Сам ДК им. Газа тоже наводит на размышления. Был какой-то И. И. Газа, но я напрочь забыл, чем он прославился. Наверное, в 17 году возглавил каких-нибудь хулиганов. Дело не в этом: почему его фамилия не склоняется?
Вот если бы ДК назвали в честь обычного кухонного газа, то в нашем обществе ни у кого не возникло бы никаких вопросов. Потому что газ – хорошо знакомое божество среди многих других божеств и значимостью своей превосходит всякого человека. Неплохо бы размахнуться на целый памятник, да только с воплощением незадача, мешает агрегатное состояние прообраза. Что ни построй, развалится к черту.
Ялики с ботиками в Начале Славных Дел
Не так давно я считал, что самым бессмысленным делом, которым мне приходилось заниматься, было долбление ломом русла для ледяных ручейков. Это происходило в затопленном подвале недостроенного Нефроцентра.
Потом я покопался в памяти и решил, что нет, еще бессмысленнее была подневольная уборка листьев в осеннем лесу.
А еще, совсем потом, я остановился на шлюпочном походе, организованном нашей военно-морской кафедрой.
К своему стыду, я не умею грести. Так уж сложилась жизнь: некому было меня научить, и лодки не было, и надобности в ней тоже, и желания заодно. Поэтому военно-морское распоряжение участвовать в коллективном шлюпочном походе по Большой Невке повергло меня в панику.
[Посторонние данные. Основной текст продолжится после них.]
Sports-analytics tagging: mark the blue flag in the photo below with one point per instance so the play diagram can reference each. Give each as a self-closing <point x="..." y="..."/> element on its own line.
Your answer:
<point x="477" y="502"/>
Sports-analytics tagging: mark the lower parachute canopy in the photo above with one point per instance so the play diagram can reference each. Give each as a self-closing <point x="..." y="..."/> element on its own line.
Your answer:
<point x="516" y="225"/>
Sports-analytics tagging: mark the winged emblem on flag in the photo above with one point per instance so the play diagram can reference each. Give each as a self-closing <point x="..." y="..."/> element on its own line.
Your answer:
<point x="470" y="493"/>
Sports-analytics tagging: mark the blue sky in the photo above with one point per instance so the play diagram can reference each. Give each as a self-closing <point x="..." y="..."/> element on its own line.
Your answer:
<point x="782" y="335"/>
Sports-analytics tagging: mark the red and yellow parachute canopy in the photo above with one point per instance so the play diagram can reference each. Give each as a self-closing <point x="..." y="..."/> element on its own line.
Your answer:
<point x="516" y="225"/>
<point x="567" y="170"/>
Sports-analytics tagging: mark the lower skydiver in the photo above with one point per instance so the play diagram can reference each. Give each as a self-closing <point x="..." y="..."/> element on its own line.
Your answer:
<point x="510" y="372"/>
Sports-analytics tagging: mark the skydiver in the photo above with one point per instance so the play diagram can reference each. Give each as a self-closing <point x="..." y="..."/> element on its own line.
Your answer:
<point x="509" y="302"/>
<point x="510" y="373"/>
Военно-морская кафедра вообще была горазда на всякие штуки. Один раз велели написать реферат, и мне досталась тема «Гангутская победа русского флота». Ни о чем таком я не имел представления, и только в библиотеке, изнеможенно матерясь, узнал все подробности этого славного геополитического сражения. Написал реферат крупными буквами, с интервалом между строчками сантиметров в пять. Нарисовал цветными карандашами схему: море, корабли – вражеские и наши. Протянул алую ленточку, сплел бантик. Сдал.
И вот извольте: новая напасть – поход. В этом подходе требовалось единение, чувство локтя. Грести предстояло не в одиночку, а скопом, по шесть или семь, или восемь – не помню – гребцов с каждого борта. И я мог запросто подвести всех. Обиднее всего было то, что я напрочь не понимал связи между нашей военной доктриной и одноразовым шлюпочным проходом под Ушаковским мостом.
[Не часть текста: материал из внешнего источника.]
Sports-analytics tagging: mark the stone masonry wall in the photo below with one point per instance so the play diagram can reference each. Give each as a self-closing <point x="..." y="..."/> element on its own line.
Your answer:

Бог косо посмотрел на меня с недостижимых высот, и я сделался рулевым.
Немножко неприятно было под этим мостом, ничего не скажешь, но я вовремя потянул за веревочку – или за рычаг, холера с ним – и мы прошли, не задев моста.
Так что звание лейтенанта медицинской службы мне присвоили вполне заслуженно.
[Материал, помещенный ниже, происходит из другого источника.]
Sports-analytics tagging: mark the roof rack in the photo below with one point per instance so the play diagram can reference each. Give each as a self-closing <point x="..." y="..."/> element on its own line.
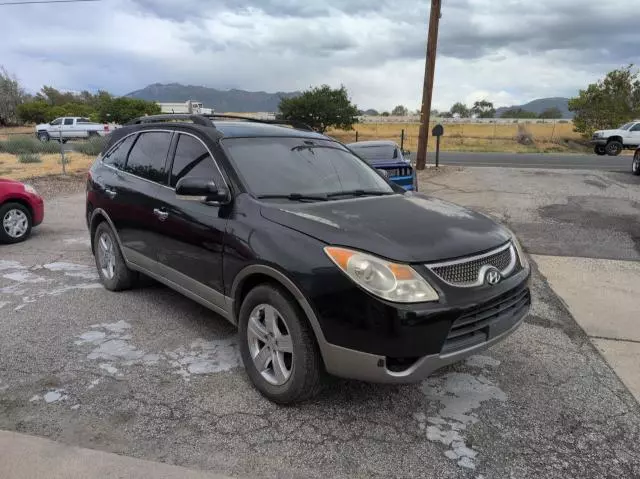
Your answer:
<point x="206" y="120"/>
<point x="298" y="125"/>
<point x="197" y="119"/>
Дом Творческой Задумчивости
Три года назад я предпринял безуспешную попытку вступить в Союз Писателей (я пишу эти строки в июле 2004, и уже все в порядке). Вышла моя книжка, и я ее снес в качестве верительных грамот. Но меня зарубили – вернее, подвесили, так что я вишу до сих пор. До следующей книжки. Потому что критик Лурье сказал, что вообще не видит предмета для разговора. На то он и критик, я даже в мыслях не держал ему возразить. А Галине Гампер не понравилась рожа на обложке, которую нарисовал Горчев, хотя мне самому эта рожа очень нравится, и причем тут Гампер? Не пастушку же там рисовать. Сказала, что такую книжку неприятно положить на обеденный стол. Ну, так и не клади, нечего ей там делать.